双子と教えて貰って、あーそう言えば…我が家に死にかけの魂が抜けた躰を保護していると思い出し、目の前の少年を見据えた。

早く肉体に戻ってくれないと、これ以上は私の結界でも対処しきれなくなる。


『ユージン』

「あ、ジーンって呼んで」


ナルと僕を見分ける人って初めてだ!とかなんとか嬉しそうに微笑むユージンを見て、重く溜息を吐く。

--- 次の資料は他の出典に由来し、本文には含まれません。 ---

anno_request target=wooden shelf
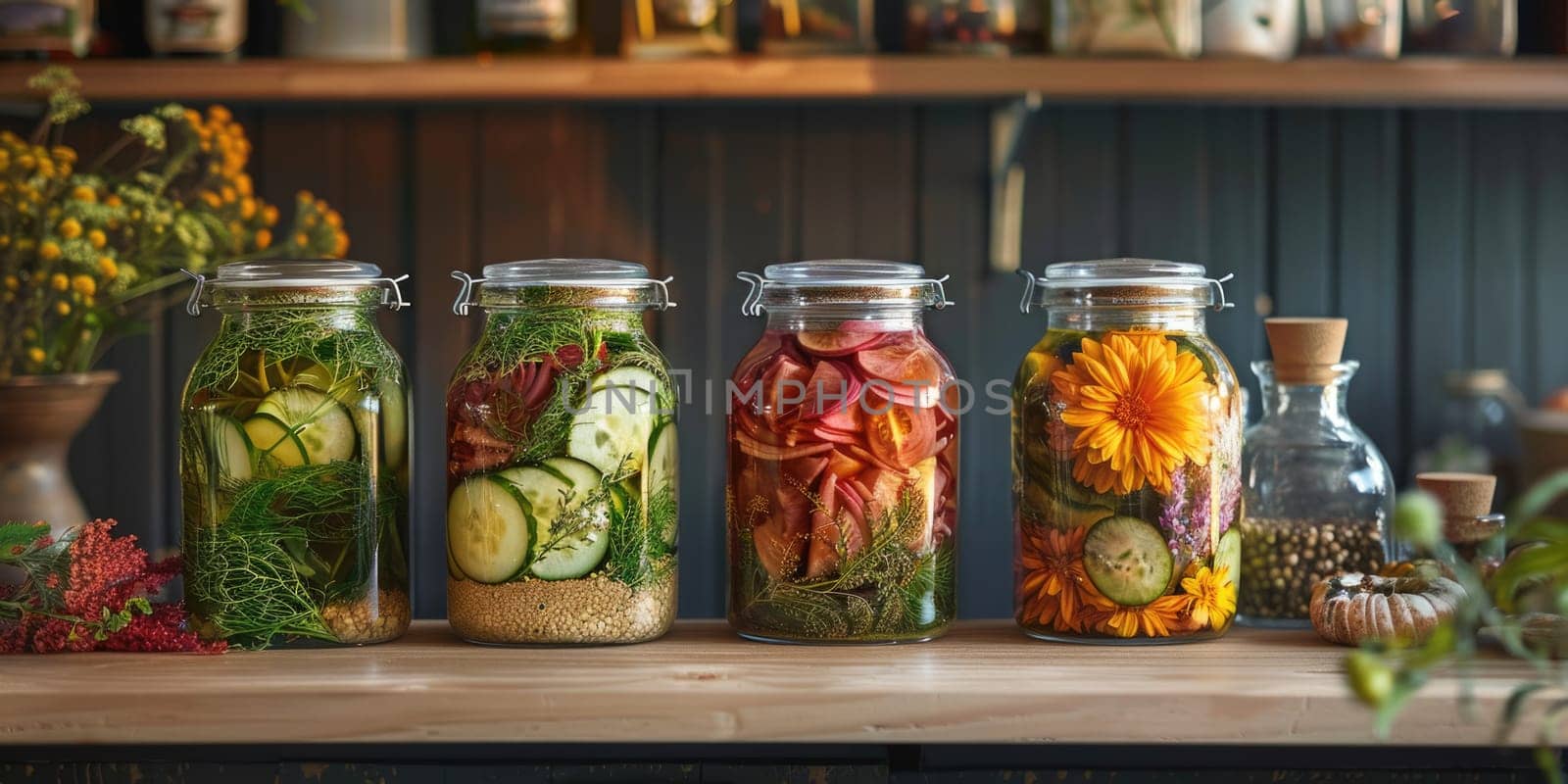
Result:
[0,621,1534,747]
[9,57,1568,108]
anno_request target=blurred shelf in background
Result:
[0,55,1568,108]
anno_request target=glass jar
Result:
[447,259,679,645]
[1241,318,1394,627]
[178,261,413,648]
[1413,368,1527,504]
[1202,0,1301,60]
[905,0,1046,55]
[724,261,959,643]
[1405,0,1511,57]
[1013,259,1242,643]
[1051,0,1202,58]
[473,0,591,55]
[1301,0,1405,60]
[621,0,737,58]
[762,0,876,55]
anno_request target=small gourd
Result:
[1311,567,1464,646]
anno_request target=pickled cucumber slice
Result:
[1084,515,1173,607]
[499,458,610,580]
[245,387,356,466]
[1213,525,1242,585]
[207,414,251,481]
[566,382,654,476]
[245,414,309,467]
[643,420,680,544]
[447,475,533,583]
[376,379,408,470]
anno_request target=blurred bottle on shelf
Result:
[1413,368,1526,504]
[0,0,94,57]
[1405,0,1511,57]
[1202,0,1301,60]
[145,0,246,58]
[762,0,876,55]
[472,0,591,55]
[904,0,1046,55]
[621,0,733,58]
[1051,0,1202,60]
[282,0,429,61]
[1301,0,1405,60]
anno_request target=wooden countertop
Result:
[0,621,1532,747]
[9,55,1568,108]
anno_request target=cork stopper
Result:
[1264,318,1350,384]
[1416,472,1503,544]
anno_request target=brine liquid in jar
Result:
[447,259,679,645]
[1013,259,1244,643]
[180,261,411,648]
[726,262,958,643]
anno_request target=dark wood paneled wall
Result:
[74,104,1568,616]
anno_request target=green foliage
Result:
[186,302,403,394]
[1346,472,1568,781]
[185,451,406,648]
[606,486,676,590]
[726,488,955,640]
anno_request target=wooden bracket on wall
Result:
[991,92,1043,272]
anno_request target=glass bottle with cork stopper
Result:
[1239,318,1394,627]
[1416,472,1507,574]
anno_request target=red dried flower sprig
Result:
[0,520,225,654]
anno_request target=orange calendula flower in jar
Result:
[1051,332,1212,494]
[1017,528,1105,632]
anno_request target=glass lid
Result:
[180,259,408,316]
[212,259,381,285]
[1017,259,1236,314]
[737,259,954,316]
[452,259,676,316]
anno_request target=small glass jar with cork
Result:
[1239,318,1394,627]
[1416,472,1507,575]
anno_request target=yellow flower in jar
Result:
[1100,594,1187,637]
[1051,332,1213,494]
[1181,566,1236,629]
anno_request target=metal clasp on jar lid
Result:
[735,261,954,317]
[1017,259,1236,314]
[180,262,411,317]
[452,270,676,316]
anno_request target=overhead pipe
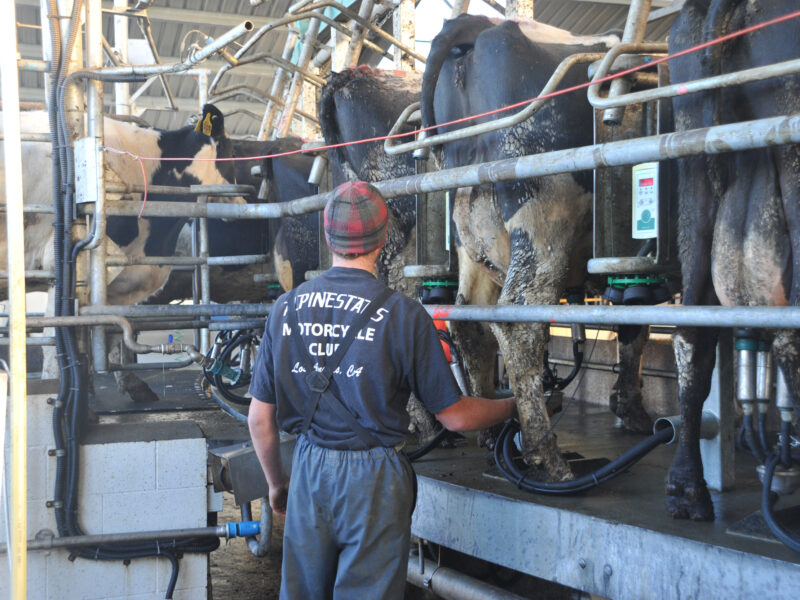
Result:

昨日の朝…こいつの眠る顔を見て、渋谷君と同じく無表情だったら嫌だなってジェットとヴァイスと話していたけど……これはこれで…。


『ユージン、あなた早く戻った方が――…』

「うん、そうだね。瑞希も早く戻らないと。――じゃあまたね。ナルとリンをよろしくね!」

『自分では戻れない……あ、』


ユージンからぶわっと何かが押して来て、瞬く間に瞼が重くなっていく――…。


『っ!』

…――まだ言いたい事があったのに…。戻れなくなっても知らないからっ!!


『(それに、何でリンさんの名前が出て来るの……)』


渋谷君の名前がでるのは彼が兄であるから判るけど、リンさんは彼よりも年上で、ユージンから頼まれるのは不自然だ。

疑問と言いたいことが言えなかった不満で、瑞希は不機嫌そうに瞼を閉じた。


ユージンが、不機嫌そうな表情で現実に戻って行った瑞希を見て――苦笑していた事は、彼しか知らない。